Ludwigshafen RHEINPFALZ Plus Artikel Haushalt Ludwigshafen: OB Blettner lehnt Steuererhöhungen ab

Der Stadtrat hatte mit großer Mehrheit im Februar den Etat beschlossen.
Der Stadtrat hatte mit großer Mehrheit im Februar den Etat beschlossen.

Die Finanzaufsichtsbehörde des Landes (ADD) hat den defizitären Haushalt der Stadt mit Einschränkungen genehmigt. Ludwigshafen wird bald 1,4 Milliarden Euro Schulden haben.

Rund 95 Millionen Euro kann die Stadt im laufenden Haushaltsjahr investieren – geplant waren rund 135 Millionen Euro. Oberbürgermeister Klaus Blettner (CDU) und Kämmerer Andreas Schwarz (SPD) zeigten sich dennoch erfreut über die Haushaltsgenehmigung, die der Verwaltung nun Planungssicherheit gebe.

Laut Schwarz kritisiert die ADD unter anderem, dass Ludwigshafen bis 2029 weiterhin hohe Fehlbeträge plane. Die Lücke zwischen Einnahmen und Ausgaben beträgt in diesem Jahr rund 137 Millionen Euro.

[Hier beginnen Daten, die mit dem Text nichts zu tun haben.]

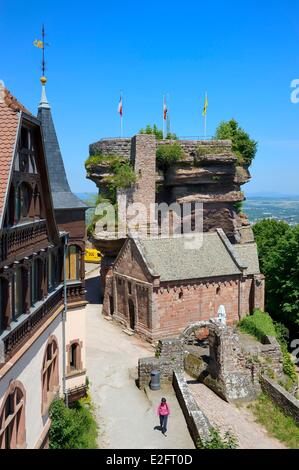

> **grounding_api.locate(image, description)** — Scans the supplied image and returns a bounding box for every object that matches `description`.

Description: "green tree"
[215,119,258,166]
[253,220,299,331]
[196,428,238,449]
[139,124,177,140]
[49,399,98,449]
[156,142,183,170]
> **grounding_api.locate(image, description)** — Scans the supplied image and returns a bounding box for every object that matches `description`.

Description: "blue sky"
[0,0,299,195]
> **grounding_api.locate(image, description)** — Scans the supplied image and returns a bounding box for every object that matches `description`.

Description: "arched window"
[67,339,83,373]
[5,185,15,227]
[15,183,32,222]
[48,252,55,292]
[66,245,81,280]
[0,278,9,333]
[0,381,26,449]
[19,183,32,219]
[31,258,43,305]
[42,336,59,414]
[13,267,26,318]
[33,186,41,218]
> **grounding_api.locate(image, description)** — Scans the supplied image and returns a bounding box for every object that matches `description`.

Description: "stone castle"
[87,134,264,341]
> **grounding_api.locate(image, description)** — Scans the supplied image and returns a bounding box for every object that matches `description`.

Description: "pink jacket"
[157,403,170,416]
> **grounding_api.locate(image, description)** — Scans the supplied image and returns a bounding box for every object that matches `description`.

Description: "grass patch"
[248,394,299,449]
[49,395,98,449]
[238,310,298,391]
[238,310,276,342]
[196,428,238,449]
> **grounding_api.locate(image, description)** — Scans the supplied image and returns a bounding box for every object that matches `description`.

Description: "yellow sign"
[84,248,102,263]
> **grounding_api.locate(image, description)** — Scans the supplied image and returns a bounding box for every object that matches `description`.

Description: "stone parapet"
[173,372,211,445]
[260,376,299,426]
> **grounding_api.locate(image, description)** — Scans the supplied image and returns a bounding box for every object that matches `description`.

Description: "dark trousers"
[160,415,168,434]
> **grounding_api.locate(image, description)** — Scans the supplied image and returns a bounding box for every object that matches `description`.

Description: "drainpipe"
[62,234,68,406]
[238,276,242,320]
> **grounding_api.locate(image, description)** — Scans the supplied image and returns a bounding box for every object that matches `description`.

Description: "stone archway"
[128,299,136,330]
[180,320,220,343]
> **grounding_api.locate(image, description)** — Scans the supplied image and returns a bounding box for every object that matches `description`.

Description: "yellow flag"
[202,94,209,116]
[33,39,44,49]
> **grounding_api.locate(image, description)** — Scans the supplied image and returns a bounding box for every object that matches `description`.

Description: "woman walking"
[157,398,170,437]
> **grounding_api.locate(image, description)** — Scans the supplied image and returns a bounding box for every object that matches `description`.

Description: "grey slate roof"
[233,243,260,274]
[38,102,88,209]
[135,232,245,281]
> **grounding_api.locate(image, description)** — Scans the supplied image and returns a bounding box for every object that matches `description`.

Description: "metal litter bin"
[150,370,161,390]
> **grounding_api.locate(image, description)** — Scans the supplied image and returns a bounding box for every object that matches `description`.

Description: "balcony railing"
[0,281,85,367]
[0,220,47,262]
[3,286,63,362]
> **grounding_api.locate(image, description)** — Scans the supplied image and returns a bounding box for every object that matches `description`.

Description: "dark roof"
[134,229,259,281]
[38,95,88,209]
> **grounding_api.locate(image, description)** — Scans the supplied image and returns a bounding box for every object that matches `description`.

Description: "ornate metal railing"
[0,220,47,262]
[3,286,63,362]
[0,281,85,367]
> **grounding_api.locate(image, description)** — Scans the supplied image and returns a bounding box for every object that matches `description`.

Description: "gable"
[1,113,59,242]
[113,239,154,283]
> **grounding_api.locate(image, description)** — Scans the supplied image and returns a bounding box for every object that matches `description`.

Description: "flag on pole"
[163,96,168,121]
[33,39,44,49]
[202,93,209,116]
[118,96,123,117]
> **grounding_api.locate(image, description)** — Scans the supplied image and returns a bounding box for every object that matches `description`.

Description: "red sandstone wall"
[153,280,239,338]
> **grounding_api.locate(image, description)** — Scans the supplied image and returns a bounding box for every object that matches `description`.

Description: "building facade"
[110,229,264,341]
[0,83,86,449]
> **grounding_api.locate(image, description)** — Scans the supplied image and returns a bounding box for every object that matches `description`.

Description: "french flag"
[163,98,168,121]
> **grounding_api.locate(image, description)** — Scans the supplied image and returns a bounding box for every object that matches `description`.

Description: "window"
[14,268,24,318]
[67,339,82,373]
[14,183,32,223]
[70,343,79,369]
[31,259,43,305]
[20,183,32,219]
[66,245,81,280]
[48,253,56,292]
[0,278,9,333]
[42,336,59,413]
[0,381,26,449]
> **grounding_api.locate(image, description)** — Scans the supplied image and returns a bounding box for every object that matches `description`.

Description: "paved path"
[86,273,194,449]
[189,383,285,449]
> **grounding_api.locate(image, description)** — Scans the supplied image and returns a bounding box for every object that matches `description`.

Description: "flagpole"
[162,95,165,139]
[120,92,123,138]
[204,92,207,139]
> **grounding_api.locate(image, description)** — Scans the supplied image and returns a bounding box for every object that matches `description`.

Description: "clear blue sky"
[0,0,299,194]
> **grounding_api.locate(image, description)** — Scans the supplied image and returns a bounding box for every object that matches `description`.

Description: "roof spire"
[33,25,50,108]
[39,76,50,108]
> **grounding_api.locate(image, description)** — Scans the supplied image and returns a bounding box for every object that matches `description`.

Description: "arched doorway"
[129,299,135,330]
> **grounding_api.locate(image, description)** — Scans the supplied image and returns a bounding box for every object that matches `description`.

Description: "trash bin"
[150,370,161,390]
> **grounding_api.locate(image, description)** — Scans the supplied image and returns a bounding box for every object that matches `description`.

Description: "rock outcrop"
[87,135,253,243]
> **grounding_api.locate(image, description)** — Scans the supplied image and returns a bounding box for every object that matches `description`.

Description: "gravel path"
[189,383,285,449]
[86,273,194,449]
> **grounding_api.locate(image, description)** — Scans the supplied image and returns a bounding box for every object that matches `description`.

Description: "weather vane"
[33,25,50,83]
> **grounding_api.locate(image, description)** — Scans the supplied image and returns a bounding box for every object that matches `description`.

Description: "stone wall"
[184,346,207,379]
[261,376,299,426]
[173,372,211,446]
[138,339,184,388]
[153,277,243,338]
[89,138,131,159]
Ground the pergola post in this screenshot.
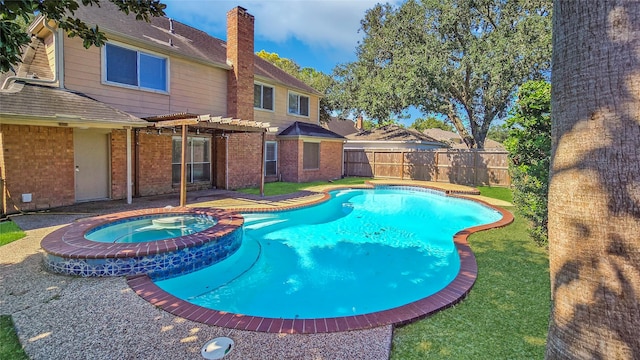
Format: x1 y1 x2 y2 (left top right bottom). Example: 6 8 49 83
260 131 267 197
180 124 187 207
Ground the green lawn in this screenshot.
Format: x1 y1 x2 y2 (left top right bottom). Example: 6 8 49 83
0 221 25 246
0 315 29 360
0 221 28 360
391 188 550 360
238 177 369 196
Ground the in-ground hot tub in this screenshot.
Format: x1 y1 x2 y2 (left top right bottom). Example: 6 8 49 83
41 208 244 279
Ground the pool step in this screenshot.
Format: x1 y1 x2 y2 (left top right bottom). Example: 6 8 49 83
156 236 262 300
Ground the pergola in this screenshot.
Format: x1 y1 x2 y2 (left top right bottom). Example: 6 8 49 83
145 113 278 206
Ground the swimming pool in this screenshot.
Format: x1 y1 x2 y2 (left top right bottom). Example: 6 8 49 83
155 187 502 319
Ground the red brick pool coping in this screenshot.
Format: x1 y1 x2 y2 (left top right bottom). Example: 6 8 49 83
40 207 244 259
127 184 513 334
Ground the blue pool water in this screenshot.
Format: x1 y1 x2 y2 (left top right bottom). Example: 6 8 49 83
156 188 502 319
84 214 216 243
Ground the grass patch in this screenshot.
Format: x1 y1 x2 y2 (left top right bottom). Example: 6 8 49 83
478 186 513 203
0 315 29 360
391 188 550 360
238 177 370 196
0 221 25 246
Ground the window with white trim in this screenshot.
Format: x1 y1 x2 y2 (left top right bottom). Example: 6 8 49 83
289 92 309 116
171 136 211 184
264 141 278 176
302 141 320 170
253 84 273 110
103 43 168 92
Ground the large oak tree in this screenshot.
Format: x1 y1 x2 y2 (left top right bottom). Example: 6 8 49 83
333 0 551 148
547 0 640 359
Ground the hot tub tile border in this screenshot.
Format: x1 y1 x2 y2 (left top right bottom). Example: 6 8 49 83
41 208 244 279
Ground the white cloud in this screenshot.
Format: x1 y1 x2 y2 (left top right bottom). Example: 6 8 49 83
164 0 390 53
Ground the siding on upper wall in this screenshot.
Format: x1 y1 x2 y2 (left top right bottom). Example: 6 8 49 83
44 33 56 80
64 37 227 117
253 81 320 131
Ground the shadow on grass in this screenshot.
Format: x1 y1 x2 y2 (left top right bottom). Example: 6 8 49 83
391 209 550 360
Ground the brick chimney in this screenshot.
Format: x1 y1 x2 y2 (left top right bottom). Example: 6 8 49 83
356 114 363 130
227 6 254 120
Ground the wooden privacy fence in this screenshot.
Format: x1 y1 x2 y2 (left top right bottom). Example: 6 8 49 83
344 149 511 186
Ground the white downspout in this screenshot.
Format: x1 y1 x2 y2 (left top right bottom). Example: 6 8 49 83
127 126 132 204
0 18 63 89
222 134 229 190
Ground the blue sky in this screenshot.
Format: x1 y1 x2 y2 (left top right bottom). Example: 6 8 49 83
162 0 420 125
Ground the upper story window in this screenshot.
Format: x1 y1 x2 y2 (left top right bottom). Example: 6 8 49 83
253 84 273 110
289 92 309 116
103 43 168 92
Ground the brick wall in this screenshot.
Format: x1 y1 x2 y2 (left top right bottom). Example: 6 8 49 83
278 139 303 182
227 7 255 120
278 139 343 182
0 125 75 213
224 133 262 189
138 130 172 196
111 130 127 199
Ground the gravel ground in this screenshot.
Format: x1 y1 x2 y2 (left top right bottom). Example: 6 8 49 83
0 194 392 360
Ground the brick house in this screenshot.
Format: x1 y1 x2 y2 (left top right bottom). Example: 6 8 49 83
0 2 344 214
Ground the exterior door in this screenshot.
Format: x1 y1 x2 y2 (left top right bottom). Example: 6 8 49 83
73 129 109 201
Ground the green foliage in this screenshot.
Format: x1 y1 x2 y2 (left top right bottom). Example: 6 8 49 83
256 50 334 123
0 221 25 246
504 81 551 245
0 0 166 72
391 210 551 360
332 0 552 148
487 124 509 143
410 116 453 132
0 315 29 360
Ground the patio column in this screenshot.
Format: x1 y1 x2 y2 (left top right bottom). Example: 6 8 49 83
180 124 187 206
127 126 132 204
260 131 267 197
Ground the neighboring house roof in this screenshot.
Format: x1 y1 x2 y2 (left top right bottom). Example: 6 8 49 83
278 121 344 139
346 125 445 146
0 83 149 127
322 116 359 136
74 1 321 96
424 129 505 150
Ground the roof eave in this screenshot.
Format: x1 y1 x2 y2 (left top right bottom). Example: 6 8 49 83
0 113 152 129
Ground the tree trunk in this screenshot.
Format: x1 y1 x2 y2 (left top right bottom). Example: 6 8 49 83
546 0 640 359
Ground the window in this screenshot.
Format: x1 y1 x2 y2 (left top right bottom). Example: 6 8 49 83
171 136 211 184
264 141 278 176
289 93 309 116
104 44 167 92
253 84 273 110
302 142 320 170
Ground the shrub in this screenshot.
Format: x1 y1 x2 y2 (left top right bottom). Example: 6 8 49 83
504 81 551 245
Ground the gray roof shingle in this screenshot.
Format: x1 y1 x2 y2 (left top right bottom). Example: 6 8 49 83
347 125 440 143
278 121 344 139
0 83 149 126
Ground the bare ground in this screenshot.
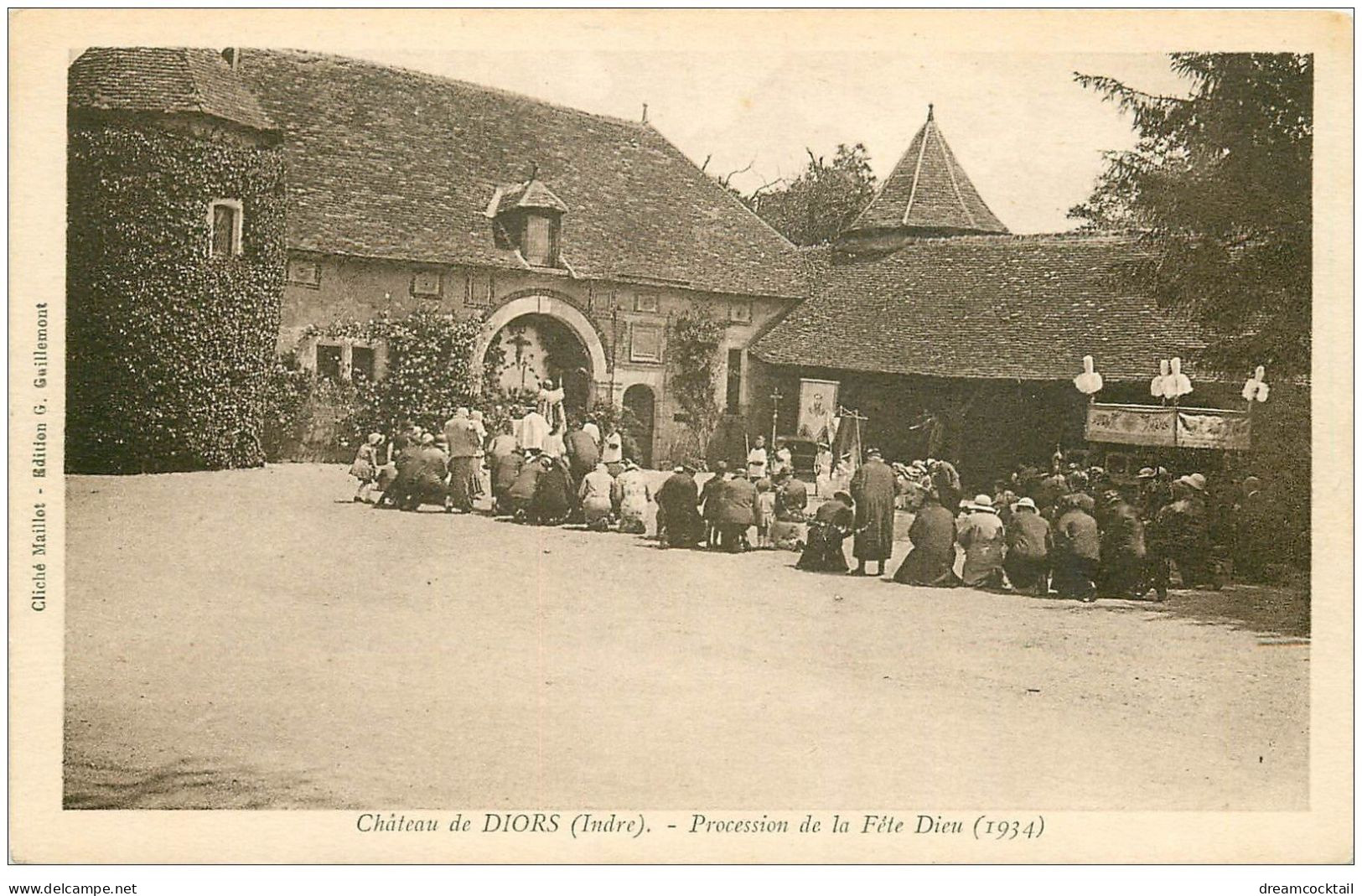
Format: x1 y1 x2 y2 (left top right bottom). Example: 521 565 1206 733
65 464 1309 811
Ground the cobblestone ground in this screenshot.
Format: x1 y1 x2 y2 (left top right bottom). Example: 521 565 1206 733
65 464 1309 811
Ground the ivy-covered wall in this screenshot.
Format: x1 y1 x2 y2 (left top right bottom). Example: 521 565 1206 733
67 120 286 473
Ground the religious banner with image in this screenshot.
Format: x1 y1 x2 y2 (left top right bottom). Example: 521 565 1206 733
1177 407 1249 451
795 380 841 443
1083 403 1177 448
1085 403 1251 451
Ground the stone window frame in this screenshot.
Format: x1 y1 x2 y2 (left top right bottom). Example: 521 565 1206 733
286 259 322 288
629 321 663 364
303 336 388 383
209 199 246 259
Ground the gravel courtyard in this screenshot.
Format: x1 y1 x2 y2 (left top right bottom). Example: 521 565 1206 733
65 464 1309 811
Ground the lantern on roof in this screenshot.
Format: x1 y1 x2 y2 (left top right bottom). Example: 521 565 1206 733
1074 354 1102 397
1242 364 1268 406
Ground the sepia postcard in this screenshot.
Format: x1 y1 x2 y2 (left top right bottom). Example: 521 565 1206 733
9 9 1354 863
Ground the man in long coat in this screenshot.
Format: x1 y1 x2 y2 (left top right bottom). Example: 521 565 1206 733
852 448 895 576
444 407 482 513
1098 490 1146 598
656 464 700 547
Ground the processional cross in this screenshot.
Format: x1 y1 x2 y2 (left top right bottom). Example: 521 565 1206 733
507 324 534 390
771 386 785 451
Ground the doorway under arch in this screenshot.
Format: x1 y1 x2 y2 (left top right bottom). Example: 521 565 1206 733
473 293 608 407
624 383 656 469
484 313 593 412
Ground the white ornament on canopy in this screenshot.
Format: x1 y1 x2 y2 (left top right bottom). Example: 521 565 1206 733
1074 354 1102 396
1242 364 1268 403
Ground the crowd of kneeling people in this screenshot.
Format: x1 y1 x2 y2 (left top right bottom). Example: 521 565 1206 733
808 449 1260 602
350 407 1259 600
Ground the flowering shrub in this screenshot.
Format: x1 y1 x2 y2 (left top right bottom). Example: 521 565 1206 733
303 309 492 444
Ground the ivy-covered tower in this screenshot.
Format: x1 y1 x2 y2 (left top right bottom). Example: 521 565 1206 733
65 48 286 473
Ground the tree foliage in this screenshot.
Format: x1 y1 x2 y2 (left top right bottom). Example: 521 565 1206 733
1069 53 1314 375
667 309 725 458
745 143 874 245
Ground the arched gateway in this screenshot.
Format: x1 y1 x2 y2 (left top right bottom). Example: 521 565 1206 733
473 294 608 408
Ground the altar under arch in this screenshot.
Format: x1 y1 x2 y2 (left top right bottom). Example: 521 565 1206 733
474 296 608 412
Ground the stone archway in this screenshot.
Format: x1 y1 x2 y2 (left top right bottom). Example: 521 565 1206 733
473 293 608 403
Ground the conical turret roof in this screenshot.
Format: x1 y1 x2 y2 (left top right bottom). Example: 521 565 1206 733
847 106 1008 233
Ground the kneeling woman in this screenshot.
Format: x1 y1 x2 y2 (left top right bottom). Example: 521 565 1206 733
893 489 961 588
794 491 856 572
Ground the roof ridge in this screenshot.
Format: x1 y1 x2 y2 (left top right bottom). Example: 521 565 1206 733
643 122 798 249
178 46 211 114
262 48 659 129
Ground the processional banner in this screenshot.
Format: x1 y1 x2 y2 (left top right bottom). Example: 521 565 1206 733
1085 403 1251 451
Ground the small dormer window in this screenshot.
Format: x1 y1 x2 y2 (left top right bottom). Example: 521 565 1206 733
520 212 558 267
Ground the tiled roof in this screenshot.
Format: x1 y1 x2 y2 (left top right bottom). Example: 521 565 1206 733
847 111 1008 233
754 236 1203 381
220 50 806 297
67 46 274 131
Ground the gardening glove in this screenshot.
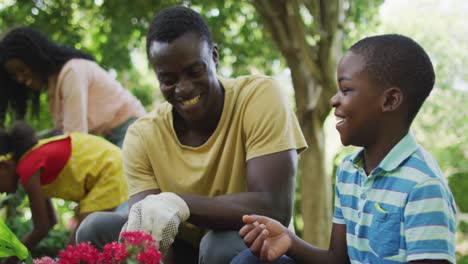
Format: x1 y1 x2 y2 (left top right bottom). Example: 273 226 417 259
122 192 190 253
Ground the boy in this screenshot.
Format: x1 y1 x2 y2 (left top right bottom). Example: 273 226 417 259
233 34 456 263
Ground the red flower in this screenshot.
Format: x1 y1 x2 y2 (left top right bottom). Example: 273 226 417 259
120 230 156 246
33 257 57 264
137 248 162 264
34 231 162 264
59 242 100 264
99 242 129 264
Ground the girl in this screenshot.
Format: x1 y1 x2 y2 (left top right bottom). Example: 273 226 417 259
0 121 128 254
0 27 145 147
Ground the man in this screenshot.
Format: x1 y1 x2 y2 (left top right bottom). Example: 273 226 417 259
77 6 307 263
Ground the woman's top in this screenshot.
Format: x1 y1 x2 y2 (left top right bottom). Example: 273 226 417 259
48 59 146 135
16 133 128 213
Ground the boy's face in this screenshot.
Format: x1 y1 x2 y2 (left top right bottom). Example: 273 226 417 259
330 51 383 147
0 160 18 193
148 33 223 125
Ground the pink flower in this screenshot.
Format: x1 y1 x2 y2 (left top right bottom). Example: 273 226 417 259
120 230 156 246
34 231 162 264
33 257 57 264
99 242 129 264
137 248 162 264
58 242 100 264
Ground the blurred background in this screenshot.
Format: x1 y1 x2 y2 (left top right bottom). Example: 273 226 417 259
0 0 468 263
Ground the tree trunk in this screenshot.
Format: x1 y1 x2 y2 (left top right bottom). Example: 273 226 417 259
251 0 342 245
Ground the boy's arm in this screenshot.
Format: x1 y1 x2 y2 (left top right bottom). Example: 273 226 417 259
287 224 350 263
403 178 456 263
22 170 57 250
239 215 349 263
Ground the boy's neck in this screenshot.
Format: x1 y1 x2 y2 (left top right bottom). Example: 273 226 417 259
363 128 409 175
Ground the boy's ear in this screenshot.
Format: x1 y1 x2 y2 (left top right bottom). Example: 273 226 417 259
382 87 404 112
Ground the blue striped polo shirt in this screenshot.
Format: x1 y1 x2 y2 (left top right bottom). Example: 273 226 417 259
333 133 456 263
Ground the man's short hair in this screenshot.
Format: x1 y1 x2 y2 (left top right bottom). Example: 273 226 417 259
146 6 213 54
349 34 435 123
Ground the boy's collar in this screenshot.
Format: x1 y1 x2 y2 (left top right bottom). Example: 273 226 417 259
349 132 419 171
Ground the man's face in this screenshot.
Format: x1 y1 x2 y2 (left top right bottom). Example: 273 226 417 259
148 33 223 123
330 52 383 147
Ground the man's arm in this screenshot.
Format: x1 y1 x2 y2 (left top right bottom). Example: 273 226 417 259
180 149 297 229
129 149 297 229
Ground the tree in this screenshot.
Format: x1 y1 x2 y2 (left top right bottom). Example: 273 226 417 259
0 0 382 246
251 0 380 247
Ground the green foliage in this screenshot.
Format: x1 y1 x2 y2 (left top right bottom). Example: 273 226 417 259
448 173 468 213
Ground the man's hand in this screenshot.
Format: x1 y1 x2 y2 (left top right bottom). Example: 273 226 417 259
239 215 292 261
122 192 190 253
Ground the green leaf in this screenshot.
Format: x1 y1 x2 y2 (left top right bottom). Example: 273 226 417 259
0 219 29 259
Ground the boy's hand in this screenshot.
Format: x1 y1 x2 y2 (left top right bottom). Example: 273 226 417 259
239 215 292 261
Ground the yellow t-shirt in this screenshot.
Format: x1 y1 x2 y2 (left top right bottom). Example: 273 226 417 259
123 76 307 243
36 133 128 213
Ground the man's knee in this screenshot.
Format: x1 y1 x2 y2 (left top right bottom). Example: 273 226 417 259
199 231 247 264
76 212 127 249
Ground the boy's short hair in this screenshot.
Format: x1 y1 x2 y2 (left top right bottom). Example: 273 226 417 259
349 34 435 124
146 6 213 54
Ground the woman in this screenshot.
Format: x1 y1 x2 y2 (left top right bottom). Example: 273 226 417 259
0 27 145 147
0 121 128 260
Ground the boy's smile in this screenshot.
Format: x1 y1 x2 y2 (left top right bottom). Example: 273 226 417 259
330 52 382 147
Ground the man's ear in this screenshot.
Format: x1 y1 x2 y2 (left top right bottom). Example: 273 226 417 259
211 44 219 67
382 87 404 112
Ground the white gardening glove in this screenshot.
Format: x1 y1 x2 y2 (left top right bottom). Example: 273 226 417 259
122 192 190 254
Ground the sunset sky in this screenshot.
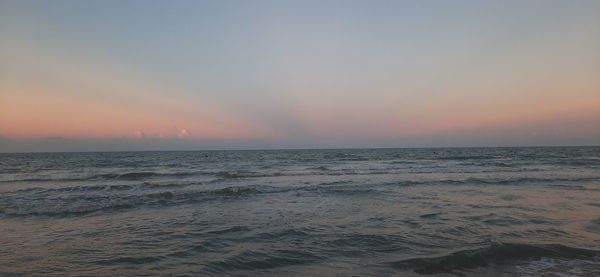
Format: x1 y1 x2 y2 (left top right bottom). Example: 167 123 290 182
0 0 600 152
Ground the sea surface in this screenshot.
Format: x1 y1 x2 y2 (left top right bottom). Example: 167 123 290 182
0 147 600 276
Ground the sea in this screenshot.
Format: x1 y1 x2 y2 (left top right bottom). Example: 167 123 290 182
0 147 600 276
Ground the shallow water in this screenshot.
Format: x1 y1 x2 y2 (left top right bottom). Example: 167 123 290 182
0 147 600 276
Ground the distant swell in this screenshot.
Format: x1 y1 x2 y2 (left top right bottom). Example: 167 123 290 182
391 243 600 274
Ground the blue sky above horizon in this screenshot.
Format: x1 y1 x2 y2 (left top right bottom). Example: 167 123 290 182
0 0 600 151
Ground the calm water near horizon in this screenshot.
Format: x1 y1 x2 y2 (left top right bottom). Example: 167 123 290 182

In den Folgejahren wird nach Einschätzung des Kämmerers das Defizit weiter steigen. Denn für das Etat-Grundproblem gibt es keine Lösung: Die Stadt bekommt von Bund und Land Pflichtausgaben übertragen, die nicht ausreichend gegenfinanziert worden sind.

OB: Keine Steuererhöhungen

Nach Angaben der Verwaltung moniert die Finanzaufsicht, dass mit Blick auf die fortschreitende Verschuldung eine „dauernde finanzielle Leistungsfähigkeit der Stadt nicht gegeben“ sei. Die Aufsichtsbehörde betone, dass die Kommune verpflichtet sei, größtmögliche Kraftanstrengungen zu unternehmen, um die Einnahmen zu erhöhen und die Ausgaben zu reduzieren. Die ADD vertrete die Auffassung, dass sich mit höheren Steuern sowie Einsparungen im freiwilligen Aufgabenbereich Haushaltsverbesserungen erreichen ließen.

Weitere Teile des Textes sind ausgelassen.